As Hessick points out, the complaint seems to be a PR move for the NPA. Judging by its website, the NPA appears to be just a few months old and has, thus far, has also called for investigations of Chicago Mayor Rahm Emmanuel (for consulting with the ACLU); called for another investigation of the auditor of the San Jose police department (for, among other things, listening to protesters at an anti-police rally); and called for a boycott of Nike for signing former NFL quarterback Colin Kaepernick as an endorser.

The complaint against Rollins is vacuous for a number of reasons, but perhaps the most pertinent is that Rollins can’t have committed a violation as district attorney . . . because she isn’t yet the district attorney.
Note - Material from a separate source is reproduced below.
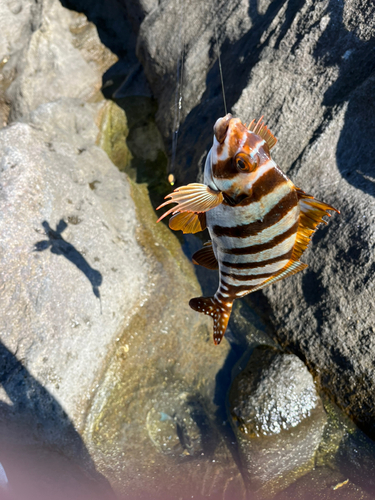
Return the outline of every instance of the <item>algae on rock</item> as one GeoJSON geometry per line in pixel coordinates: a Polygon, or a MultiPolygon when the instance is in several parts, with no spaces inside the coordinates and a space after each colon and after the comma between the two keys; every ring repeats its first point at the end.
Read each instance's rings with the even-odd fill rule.
{"type": "Polygon", "coordinates": [[[126,144],[129,129],[124,110],[113,101],[105,101],[98,122],[98,146],[107,153],[121,172],[125,172],[132,160],[132,154],[126,144]]]}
And if she does indeed follow through on her campaign pledge, it’s certainly fine to raise policy objections. But if prosecutors could be brought up on ethics charges for failing to prosecute certain crimes, nearly every district attorney in the country would be fighting complaints around the clock. It’s pretty simple: No district attorney’s office has the resources to prosecute every crime, or even every class of crimes. So they have to prioritize. They must decide to pursue some cases at the expense of others. This is how district attorneys make policy.

The only truly unusual thing about Rollins' stated priorities is that she has been so transparent about what they are. She announced her plan before the election, which gave voters the opportunity to either embrace or reject it. They embraced it. That seems like the sort of thing we should want in a public servant.

So why would a group such as the NPA be so opposed to Rollins' proposal? Well, for starters, if police officers stop arresting people for low-level offenses, there would be less for police officers to do, which could well result in fewer police officers. In some jurisdictions, officers are evaluated based on how many stops and arrests they make, mostly because those are easier things to measure than how effective they are at preventing crime. (Not to mention, it’s not at all clear that low-level arrests do prevent crime.) Interestingly, the most compelling response to Rollins' proposal is one that also cuts against transparency: The argument that by announcing her plan, Rollins' has removed the threat of prosecution as a deterrent to committing these crimes. In other words, it’s fine to make enforcing these laws a low priority, but just don’t make a big deal about it. Of course, that also robs the public of the chance to state its preference at the ballot box.

But again, these are policy arguments. Rollins isn’t committing an ethical violation by making her priorities public. The complaint is all the more absurd when you consider all the egregious ethical violations by prosecutors that never bring complaints. This is just harassment. It’s an attempt to thwart the agenda of a reform-minded district attorney, one who was clear about what she wanted to do, and one whom voters then overwhelmingly elected.

Reform prosecutors such as Rollins, Wesley Bell in St. Louis and Larry Krasner in Philadelphia are a threat to the punitive, retributive criminal-justice model that has dominated the United States since the 1980s. They’re a threat to every person, interest group, contractor and elected official with a stake in that model. It seems safe to say that the old model’s stakeholders aren’t going to give it all up without a fight.